いや、だって、もう小学五年だよ?私だって、そろそろ茶碗洗いだけじゃなくご飯を作るのを手伝うべきだ。生前はそれすらしなかったが、頑張って家族に貢献しようとしている娘に冷たくないか!?
「えーと…、ままごとしたいなら、リンくんが付き合ってくれるんじゃない?」
「お母さん、リン、もう中学生だよ!?」
そして、私は高学年だ。そんな事を二人でしていたら、怖いよ!いやそれ以上になんでリンにままごとを頼もうとするの?お母さんの中のリンのイメージが怖い。

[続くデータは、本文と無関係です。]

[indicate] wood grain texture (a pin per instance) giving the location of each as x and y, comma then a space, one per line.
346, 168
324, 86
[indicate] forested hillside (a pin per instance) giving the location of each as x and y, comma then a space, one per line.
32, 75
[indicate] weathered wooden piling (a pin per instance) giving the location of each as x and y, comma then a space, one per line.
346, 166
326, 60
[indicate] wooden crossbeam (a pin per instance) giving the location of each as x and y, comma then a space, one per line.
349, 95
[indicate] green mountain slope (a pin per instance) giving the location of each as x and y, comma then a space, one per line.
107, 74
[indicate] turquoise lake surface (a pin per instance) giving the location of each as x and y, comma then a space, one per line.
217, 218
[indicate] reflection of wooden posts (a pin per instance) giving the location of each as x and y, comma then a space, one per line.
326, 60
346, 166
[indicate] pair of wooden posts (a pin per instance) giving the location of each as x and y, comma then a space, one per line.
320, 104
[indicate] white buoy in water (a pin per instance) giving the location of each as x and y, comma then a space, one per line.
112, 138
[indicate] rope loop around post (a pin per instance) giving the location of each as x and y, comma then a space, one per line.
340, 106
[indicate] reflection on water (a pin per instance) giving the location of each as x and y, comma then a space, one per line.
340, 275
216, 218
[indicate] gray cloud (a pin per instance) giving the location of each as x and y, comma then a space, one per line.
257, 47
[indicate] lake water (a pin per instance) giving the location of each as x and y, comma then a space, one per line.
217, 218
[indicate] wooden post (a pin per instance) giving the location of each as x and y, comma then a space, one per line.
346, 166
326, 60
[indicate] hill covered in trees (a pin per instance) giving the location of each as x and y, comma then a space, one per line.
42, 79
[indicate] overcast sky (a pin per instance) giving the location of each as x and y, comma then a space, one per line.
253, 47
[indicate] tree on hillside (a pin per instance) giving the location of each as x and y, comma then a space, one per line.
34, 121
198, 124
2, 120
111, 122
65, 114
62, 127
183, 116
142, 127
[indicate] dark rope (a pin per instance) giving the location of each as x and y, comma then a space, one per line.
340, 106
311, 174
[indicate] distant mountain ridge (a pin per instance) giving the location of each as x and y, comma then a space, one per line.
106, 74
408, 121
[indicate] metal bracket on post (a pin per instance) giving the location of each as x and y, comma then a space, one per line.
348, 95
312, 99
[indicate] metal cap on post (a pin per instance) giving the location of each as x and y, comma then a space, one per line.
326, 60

それにしても何故だ。お昼を作るねって言ってるだけなのに皆否定的だ。一回も食事作った事ないじゃないかっ。失敗すらしてないのにこの反応はなんだ。ぐれんぞ!
「えーと…米は洗剤で洗うんじゃないから」
「研ぐっていっても砥石使っちゃダメよ」
「おねえちゃんのご飯、嫌い?」
……え?ボケろって前ふりですか。
なんだか、お姉ちゃんだけ理由がおかしい。私、いつお姉ちゃんのご飯が嫌いって言ったんだろ。お姉ちゃんの作ったご飯は世界一だよ。ご飯が楽しみで生きている!……あ、後、リンとお姉ちゃんの結婚式!!私は一緒に暮らすぞ。新婚生活のうふふーっを全部、ナメ尽くすように眺めるんだっ!!くふふんっ。楽しみーッ。きもちわるーっとか聞こえないもん。こ、この私に罵詈雑言したら、泣くくらいじゃ済まんぞ!ずーっとすがり付いて泣いてやるっ!!メンタル弱いんだからな。喧嘩を売る相手を間違わないでくれたまえ。

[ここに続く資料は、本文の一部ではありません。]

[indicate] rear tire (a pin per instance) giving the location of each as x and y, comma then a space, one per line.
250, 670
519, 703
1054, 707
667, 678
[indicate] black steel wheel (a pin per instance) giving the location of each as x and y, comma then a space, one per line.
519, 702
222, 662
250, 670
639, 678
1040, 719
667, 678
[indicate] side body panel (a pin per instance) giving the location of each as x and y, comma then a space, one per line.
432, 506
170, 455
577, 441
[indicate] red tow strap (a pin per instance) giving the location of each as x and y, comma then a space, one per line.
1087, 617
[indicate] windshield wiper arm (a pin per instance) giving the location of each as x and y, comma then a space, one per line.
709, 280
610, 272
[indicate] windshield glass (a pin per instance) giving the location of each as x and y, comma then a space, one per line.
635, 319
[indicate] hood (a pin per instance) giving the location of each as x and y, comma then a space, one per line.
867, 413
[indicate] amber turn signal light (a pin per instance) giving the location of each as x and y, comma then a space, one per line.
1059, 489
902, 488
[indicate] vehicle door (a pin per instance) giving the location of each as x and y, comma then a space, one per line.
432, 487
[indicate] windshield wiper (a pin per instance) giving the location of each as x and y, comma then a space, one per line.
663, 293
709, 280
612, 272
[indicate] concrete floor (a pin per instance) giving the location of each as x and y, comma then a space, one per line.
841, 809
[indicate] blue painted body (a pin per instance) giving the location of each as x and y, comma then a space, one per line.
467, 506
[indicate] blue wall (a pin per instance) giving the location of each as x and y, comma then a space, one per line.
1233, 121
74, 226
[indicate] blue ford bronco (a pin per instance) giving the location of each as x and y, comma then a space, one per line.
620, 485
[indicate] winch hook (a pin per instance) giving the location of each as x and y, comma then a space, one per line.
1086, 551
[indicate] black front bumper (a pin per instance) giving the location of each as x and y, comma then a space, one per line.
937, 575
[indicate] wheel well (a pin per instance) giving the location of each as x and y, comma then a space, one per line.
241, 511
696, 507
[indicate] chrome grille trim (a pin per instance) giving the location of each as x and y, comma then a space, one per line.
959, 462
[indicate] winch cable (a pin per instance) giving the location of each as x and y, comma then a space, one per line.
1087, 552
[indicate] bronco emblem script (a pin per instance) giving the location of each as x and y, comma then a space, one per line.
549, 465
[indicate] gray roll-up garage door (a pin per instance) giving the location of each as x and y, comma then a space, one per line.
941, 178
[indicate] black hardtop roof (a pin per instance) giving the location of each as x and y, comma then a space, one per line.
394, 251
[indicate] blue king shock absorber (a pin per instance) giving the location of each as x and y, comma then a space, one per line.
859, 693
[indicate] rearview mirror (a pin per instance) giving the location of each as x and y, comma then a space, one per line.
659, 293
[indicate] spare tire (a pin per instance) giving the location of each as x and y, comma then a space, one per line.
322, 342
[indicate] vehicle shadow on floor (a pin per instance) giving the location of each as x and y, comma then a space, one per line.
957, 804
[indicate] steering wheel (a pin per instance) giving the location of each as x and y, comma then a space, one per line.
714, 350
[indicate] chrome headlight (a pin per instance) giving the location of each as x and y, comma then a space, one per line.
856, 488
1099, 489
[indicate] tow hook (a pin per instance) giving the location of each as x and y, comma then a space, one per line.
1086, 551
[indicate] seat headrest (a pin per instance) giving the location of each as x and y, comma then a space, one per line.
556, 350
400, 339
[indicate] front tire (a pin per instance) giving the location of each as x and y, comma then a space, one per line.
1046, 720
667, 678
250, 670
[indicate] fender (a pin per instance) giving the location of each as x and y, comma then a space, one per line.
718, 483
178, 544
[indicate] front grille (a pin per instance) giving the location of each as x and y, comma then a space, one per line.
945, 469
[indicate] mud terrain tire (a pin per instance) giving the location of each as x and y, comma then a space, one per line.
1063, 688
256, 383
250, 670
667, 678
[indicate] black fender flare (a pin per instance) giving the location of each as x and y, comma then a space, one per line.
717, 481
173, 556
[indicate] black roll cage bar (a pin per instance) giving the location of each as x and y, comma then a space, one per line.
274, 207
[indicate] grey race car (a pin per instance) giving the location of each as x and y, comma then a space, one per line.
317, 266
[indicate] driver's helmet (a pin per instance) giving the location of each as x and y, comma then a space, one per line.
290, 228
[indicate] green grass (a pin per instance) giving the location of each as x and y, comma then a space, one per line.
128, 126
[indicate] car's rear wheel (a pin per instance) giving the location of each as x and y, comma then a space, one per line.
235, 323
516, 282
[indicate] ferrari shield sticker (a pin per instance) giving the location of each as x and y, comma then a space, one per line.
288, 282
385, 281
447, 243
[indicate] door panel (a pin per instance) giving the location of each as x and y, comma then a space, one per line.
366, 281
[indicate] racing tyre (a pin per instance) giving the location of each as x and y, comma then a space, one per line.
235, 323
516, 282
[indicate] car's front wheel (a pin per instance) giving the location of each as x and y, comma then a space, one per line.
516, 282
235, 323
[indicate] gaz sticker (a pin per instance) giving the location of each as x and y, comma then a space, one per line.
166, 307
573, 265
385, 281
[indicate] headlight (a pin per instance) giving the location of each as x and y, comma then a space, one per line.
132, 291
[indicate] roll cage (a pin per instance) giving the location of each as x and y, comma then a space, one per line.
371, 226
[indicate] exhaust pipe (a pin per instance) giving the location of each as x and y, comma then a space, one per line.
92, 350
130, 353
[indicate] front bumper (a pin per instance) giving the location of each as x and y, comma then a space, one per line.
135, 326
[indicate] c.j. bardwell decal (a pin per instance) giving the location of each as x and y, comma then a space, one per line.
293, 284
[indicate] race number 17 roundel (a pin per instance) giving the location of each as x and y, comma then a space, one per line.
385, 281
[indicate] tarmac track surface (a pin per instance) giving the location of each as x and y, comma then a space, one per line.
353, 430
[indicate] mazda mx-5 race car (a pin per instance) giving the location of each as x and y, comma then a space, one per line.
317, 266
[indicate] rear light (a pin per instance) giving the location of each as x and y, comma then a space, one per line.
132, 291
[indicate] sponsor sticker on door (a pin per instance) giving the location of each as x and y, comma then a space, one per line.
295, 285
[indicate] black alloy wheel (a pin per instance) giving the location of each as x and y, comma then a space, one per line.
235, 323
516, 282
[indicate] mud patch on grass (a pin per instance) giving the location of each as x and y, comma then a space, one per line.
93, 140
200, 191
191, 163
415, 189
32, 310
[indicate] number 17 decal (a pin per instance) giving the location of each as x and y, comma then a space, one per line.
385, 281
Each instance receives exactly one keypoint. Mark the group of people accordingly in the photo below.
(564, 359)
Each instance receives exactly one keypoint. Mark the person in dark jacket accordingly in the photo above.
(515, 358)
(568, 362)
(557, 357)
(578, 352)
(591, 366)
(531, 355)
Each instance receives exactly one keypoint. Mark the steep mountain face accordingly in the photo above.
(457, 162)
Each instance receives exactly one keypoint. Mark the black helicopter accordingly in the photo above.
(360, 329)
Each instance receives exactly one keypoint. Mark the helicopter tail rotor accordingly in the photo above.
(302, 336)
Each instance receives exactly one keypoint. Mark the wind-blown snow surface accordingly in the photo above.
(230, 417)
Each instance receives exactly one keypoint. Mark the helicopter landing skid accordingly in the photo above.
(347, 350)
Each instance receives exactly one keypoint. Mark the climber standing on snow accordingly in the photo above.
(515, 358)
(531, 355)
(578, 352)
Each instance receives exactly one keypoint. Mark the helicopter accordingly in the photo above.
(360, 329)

「皆を労ってあげたいから作るの!大丈夫、米くらい炊けるし」
「……ルカ、」
お父さんが優しい笑顔を向けて、私の肩に手を置いて一言。
「カップ麺の用意しておいていいか?」
はい、お父さん。正座!
「お母さん、お父さんに説教して!!」
「うん…でも、ルカ…」
お母さんが青い顔をして何故か、電話を持っている。
「救急車は119番で良いのよね?」
お母さん、自分が病院に行ったほうがいいくらい青い顔だよ?
「あ、じゃあ。ルカ、お姉ちゃんがナポリタンとスープ作るから、サラダ作ってね」
何故、名案を思い付いたように私からお昼を作る権利を奪おうとしてるの。お姉ちゃん。
「皆してひどい!私だってカレーくらいなら作れるもん」
「あーっ、カレーね」
「カレイ?買ってくる?」
「食べたかったの?夕飯はカレイの煮付けね」
ーーお父さんがそれなら大丈夫かって顔してるのにお母さんとお姉ちゃんだけ、ボケ続けている。……いや、本当は、チャーハンの予定だったのにカレーになった。……どうしてだ。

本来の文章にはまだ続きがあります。